Par Mahamadou ABDOURHAMANE
« Nous avons tout laissé derrière nous », confie-t-elle, la voix tremblante. L’aide alimentaire du Programme alimentaire mondial (PAM) demeure vitale pour Lobbo et ses enfants, leur offrant un fragile espoir au milieu du désespoir et leur permettant de préserver leur dignité pour faire face aux difficultés quotidiennes loin de leur foyer.
La région de Douentza au centre du Mali, paisible jadis, est aujourd’hui le théâtre de violences récurrentes. Depuis plusieurs mois, les habitants vivent dans la peur. Les blocus, l’insécurité et les déplacements internes sont devenus le quotidien de milliers de personnes.
La trentenaire se souvient du jour où elle a dû prendre la difficile décision de quitter son foyer pour trouver un abri sûr à une centaine de kilomètres plus loin : « C’était en juin dernier. Les violences se rapprochaient de notre village. Pour protéger mes enfants, je n’ai pas hésité une seconde. »
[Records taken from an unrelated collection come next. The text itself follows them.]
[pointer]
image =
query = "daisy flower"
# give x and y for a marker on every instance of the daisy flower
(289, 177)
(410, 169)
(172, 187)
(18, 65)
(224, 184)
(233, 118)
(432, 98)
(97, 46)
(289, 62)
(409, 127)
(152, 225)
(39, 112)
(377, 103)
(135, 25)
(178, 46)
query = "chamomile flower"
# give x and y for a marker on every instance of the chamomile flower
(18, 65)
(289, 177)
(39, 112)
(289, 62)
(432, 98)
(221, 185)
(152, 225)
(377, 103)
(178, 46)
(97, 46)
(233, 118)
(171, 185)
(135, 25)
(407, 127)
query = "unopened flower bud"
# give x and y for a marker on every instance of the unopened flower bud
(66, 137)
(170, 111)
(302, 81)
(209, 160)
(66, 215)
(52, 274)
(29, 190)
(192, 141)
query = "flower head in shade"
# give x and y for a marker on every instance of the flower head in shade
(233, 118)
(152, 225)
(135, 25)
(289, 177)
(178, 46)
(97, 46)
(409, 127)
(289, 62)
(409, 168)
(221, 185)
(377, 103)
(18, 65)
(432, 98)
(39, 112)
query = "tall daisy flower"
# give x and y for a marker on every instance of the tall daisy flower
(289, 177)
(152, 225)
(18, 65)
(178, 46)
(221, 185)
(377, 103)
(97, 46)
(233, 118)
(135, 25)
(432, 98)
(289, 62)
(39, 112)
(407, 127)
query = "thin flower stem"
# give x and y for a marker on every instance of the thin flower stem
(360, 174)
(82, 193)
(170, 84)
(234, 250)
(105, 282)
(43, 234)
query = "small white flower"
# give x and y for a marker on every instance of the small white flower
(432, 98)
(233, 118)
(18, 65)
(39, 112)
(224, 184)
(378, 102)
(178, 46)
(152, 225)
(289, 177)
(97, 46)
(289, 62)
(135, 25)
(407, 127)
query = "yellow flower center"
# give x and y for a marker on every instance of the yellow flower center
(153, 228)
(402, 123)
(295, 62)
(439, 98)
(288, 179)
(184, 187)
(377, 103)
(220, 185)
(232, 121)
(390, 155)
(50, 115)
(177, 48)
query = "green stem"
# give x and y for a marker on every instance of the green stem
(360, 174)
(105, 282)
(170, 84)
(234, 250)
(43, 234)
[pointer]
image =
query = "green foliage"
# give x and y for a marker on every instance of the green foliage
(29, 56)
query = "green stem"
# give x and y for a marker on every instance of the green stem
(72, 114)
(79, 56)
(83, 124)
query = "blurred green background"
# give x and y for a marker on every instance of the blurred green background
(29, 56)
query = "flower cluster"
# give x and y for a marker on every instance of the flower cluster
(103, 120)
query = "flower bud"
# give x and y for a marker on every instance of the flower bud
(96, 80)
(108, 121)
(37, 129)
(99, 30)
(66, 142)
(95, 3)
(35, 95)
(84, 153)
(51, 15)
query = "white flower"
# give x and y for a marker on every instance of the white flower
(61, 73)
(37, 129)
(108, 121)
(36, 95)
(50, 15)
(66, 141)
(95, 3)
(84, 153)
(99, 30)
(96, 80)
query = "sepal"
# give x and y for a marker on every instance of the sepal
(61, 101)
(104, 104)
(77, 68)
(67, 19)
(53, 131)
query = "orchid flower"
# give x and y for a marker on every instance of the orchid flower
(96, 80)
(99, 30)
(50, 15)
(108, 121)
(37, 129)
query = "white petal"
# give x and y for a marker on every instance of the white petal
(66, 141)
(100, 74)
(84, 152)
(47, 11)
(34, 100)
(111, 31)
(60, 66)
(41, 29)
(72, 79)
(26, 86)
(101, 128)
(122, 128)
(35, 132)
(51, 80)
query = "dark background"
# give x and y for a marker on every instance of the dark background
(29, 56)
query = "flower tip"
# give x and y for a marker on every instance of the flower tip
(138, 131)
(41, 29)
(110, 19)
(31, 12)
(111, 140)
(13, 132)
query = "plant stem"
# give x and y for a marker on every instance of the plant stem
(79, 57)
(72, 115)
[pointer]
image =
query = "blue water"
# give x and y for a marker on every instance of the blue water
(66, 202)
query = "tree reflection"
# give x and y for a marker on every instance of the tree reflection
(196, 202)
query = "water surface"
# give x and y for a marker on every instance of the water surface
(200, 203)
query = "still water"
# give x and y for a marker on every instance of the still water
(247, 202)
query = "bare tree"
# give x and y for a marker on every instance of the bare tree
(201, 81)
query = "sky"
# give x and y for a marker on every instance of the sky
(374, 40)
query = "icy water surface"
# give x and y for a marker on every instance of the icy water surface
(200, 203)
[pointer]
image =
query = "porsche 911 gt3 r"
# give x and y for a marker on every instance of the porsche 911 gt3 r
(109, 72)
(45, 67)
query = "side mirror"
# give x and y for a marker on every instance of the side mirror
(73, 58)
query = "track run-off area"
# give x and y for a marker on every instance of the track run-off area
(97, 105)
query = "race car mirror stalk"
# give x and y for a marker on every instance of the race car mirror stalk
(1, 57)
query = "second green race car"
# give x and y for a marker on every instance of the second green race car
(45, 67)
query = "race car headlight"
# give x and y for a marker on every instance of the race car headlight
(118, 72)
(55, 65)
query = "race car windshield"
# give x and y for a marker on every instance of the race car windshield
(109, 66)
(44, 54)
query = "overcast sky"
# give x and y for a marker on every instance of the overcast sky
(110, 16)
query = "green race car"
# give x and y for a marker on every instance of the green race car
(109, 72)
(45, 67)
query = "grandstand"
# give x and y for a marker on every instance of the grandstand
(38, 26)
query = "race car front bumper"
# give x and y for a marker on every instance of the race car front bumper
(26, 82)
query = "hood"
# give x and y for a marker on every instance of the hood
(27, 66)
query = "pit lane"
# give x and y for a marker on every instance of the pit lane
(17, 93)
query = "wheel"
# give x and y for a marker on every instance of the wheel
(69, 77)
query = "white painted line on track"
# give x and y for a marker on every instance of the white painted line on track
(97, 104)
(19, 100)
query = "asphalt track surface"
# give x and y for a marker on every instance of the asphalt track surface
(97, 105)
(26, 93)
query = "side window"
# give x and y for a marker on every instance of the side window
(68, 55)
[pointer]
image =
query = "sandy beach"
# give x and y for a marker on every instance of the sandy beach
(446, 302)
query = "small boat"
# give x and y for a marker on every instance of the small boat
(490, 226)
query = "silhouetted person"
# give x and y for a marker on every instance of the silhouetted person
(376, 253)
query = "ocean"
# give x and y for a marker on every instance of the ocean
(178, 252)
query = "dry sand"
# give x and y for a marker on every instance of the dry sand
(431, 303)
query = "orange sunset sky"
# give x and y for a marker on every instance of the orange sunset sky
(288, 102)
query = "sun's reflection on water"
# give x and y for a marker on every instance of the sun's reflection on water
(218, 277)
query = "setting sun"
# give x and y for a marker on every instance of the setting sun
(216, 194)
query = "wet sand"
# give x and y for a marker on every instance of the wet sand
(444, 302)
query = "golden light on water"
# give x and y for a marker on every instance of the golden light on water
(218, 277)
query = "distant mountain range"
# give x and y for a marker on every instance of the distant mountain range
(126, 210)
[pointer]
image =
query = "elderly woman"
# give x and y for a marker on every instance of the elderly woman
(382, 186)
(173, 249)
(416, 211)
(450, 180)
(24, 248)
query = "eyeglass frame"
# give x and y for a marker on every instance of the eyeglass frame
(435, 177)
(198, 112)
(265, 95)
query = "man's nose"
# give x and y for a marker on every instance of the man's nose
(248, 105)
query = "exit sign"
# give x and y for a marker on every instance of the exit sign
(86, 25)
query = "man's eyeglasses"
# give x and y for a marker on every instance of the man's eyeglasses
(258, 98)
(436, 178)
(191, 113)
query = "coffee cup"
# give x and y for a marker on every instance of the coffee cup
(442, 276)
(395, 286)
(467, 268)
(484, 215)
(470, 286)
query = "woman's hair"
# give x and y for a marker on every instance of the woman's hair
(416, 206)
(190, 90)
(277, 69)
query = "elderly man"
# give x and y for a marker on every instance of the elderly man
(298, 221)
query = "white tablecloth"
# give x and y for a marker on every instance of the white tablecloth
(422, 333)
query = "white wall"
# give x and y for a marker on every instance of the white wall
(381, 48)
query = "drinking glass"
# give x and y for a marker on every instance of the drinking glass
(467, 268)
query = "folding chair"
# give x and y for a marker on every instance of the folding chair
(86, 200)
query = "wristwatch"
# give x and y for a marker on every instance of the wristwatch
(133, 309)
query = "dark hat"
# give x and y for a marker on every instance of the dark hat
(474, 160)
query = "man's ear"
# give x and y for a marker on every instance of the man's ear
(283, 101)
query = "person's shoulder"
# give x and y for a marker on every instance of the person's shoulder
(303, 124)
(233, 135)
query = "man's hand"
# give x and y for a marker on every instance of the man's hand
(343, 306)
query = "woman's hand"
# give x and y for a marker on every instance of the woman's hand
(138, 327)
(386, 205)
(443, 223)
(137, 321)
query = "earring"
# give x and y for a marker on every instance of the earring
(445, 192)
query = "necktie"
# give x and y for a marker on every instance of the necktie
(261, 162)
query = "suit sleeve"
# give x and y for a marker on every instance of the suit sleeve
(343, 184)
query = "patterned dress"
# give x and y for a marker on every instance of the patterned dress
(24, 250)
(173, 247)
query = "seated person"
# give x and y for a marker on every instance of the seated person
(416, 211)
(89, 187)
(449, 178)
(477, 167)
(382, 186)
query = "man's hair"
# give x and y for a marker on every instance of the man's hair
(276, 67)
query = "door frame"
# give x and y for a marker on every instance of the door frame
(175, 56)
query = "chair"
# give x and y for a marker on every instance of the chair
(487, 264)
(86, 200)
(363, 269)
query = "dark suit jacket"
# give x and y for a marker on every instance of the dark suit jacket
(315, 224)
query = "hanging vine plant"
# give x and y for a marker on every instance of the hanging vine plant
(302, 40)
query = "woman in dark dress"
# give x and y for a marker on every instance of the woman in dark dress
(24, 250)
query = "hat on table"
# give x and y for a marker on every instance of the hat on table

Accompagnée de ses quatre plus jeunes, elle a entrepris un long périple, traversant des paysages arides et inhospitaliers. « Nous avons voyagé pendant trois jours à bord d’une charrette, sans nourriture. Les enfants pleuraient de faim et de soif, » relate-elle.
Une précarité économique contagieuse
Dans la précipitation et par peur de s’encombrer, les personnes affectées fuient leurs localités sans pouvoir apporter le moindre bien avec elles. Les conditions de ces voyages improvisés et incertains ne leur permettent pas de se déplacer avec leurs bétails ou tout autre moyen de subsistance espérant compter sur des familles d’accueil ne serait-ce que pendant les premiers mois suivant leur déplacement. « J’ai quitté mon village avec quatre de mes enfants laissant les deux autres avec leur père. La petite quantité d’eau que nous avions s’est épuisée avant que nous n’arrivions à destination » explique Lobbo.
Cette mère de six ans enfants dont le plus petit n’a que quatre mois, fait partie des centaines de personnes qui ont dû rompre avec leur mode de vie habituel, bravant les routes incertaines, Comptant sur la générosité d’une famille à destination.
À Douentza, Lobbo a trouvé refuge chez une amie dont la générosité est aussi grande que sa famille nombreuse. Mais la cohabitation est difficile. « Nous sommes trop nombreux. Cela n’a pas été facile pour elle d’accueillir de manière imprévue une famille de la même taille que la sienne. Les ressources sont limitées et nous avons épuisé ses stocks alimentaires en deux jours seulement. » dit-elle reconnaissante.
Les populations de Douentza sont confrontées à une crise humanitaire complexe, résultant d’un cocktail détonnant d’insécurité, de chocs climatiques et de l’effondrement des moyens de subsistance, forçant les populations à fuir et aggravant ainsi leur situation et pesant sur la population hôte.
« Ces personnes ont été contraintes de fuir leurs villages en plein cœur de la campagne agricole, alors que les champs étaient prêts à être semés. Imaginez leur désespoir de devoir abandonner leurs parcelles, fruit de mois de labeur, sans même pouvoir espérer une récolte. À leur arrivée, par solidarité, nous avons partagé avec eux ce qu’il nous restait dans nos greniers. Mais nos réserves se sont rapidement épuisées, et la récolte, compromise par les conditions climatiques et les déplacements, a été bien inférieure à nos attentes. Les prix des denrées alimentaires ont quant à eux flambé sur les marchés, nous plongeant dans une situation de crise alimentaire sans précédent. Nous vivons aujourd’hui une deuxième soudure, encore plus difficile à surmonter que la première », martèle un leader communautaire de Douentza.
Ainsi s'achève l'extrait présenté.